Phillip Wodianer was a Hungarian communal worker; he lived at Szeged during the latter part of the 18th and the beginning of the 19th century. He was president of the Jewish community there from 1793 to 1809, and presented the congregation with the site for its first synagogue, and with silver holy vessels for its ḥebra ḳaddisha.

His son Cosman (b. Veprovac 1788; d. at Győr-Sziget, August 18, 1831) studied Talmud under Samuel C. Brody and Lebusch Ḥarif in Szeged, under R. Moses Sofer in Mattersdorf, and under R. Moses Minz in Óbuda. In Győr-Sziget, where he settled after his marriage, he maintained a yeshibah of his own, which was usually frequented by forty to fifty pupils; and he enjoyed a high reputation as a Talmudist. His writings, left in manuscript, were published by his son Arnold (born in Győr, 1817) under the editorship of Prof. W. Bacher. They appeared in 1890 in two volumes entitled Sefer Naḥalat Yehoshua, Liber Hereditatis Josuæ, Commentationes in Plerosque Talmudi Babylonii Tractatus Additis Commentationibus in Pentateuchum, and consisted of Talmudic novellae and of explanations of passages in the Torah.

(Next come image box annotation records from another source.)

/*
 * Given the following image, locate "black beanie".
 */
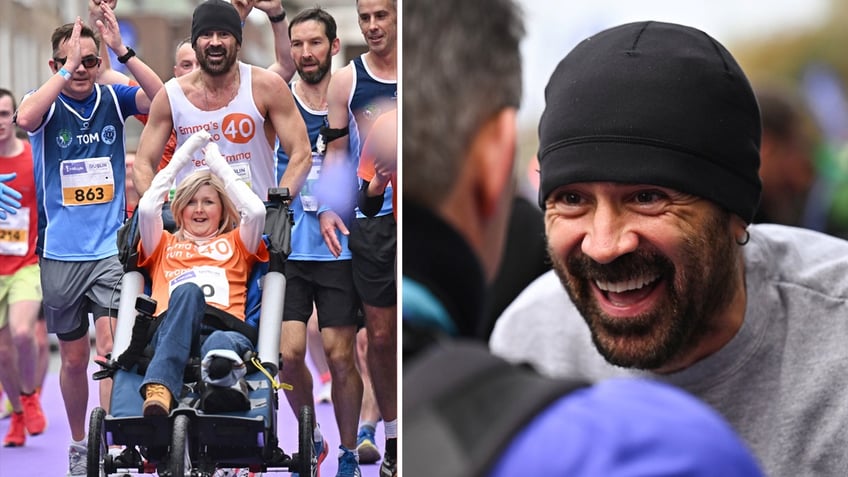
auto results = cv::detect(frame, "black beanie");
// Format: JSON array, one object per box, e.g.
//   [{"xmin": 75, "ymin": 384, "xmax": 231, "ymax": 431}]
[
  {"xmin": 539, "ymin": 22, "xmax": 762, "ymax": 223},
  {"xmin": 191, "ymin": 0, "xmax": 241, "ymax": 47}
]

Wodianer's son Samuel, who, after the death of his father, kept a large warehouse in Szeged for tobacco, wool, and grain, was president of the community from 1812 to 1821. Later he settled in Pest (a part of Budapest), where he and his children were baptized. His son Albert (born at Szeged August 13, 1818; died in Budapest July 17, 1898) studied technology in Pest and Vienna, and was in 1867 appointed royal commissary of the Hungarian Northern Railroad. In 1869 he received the Iron Cross of the second class, and in 1870 the cross of the papal Order of St. George; and in 1886 he was elevated to the Hungarian nobility.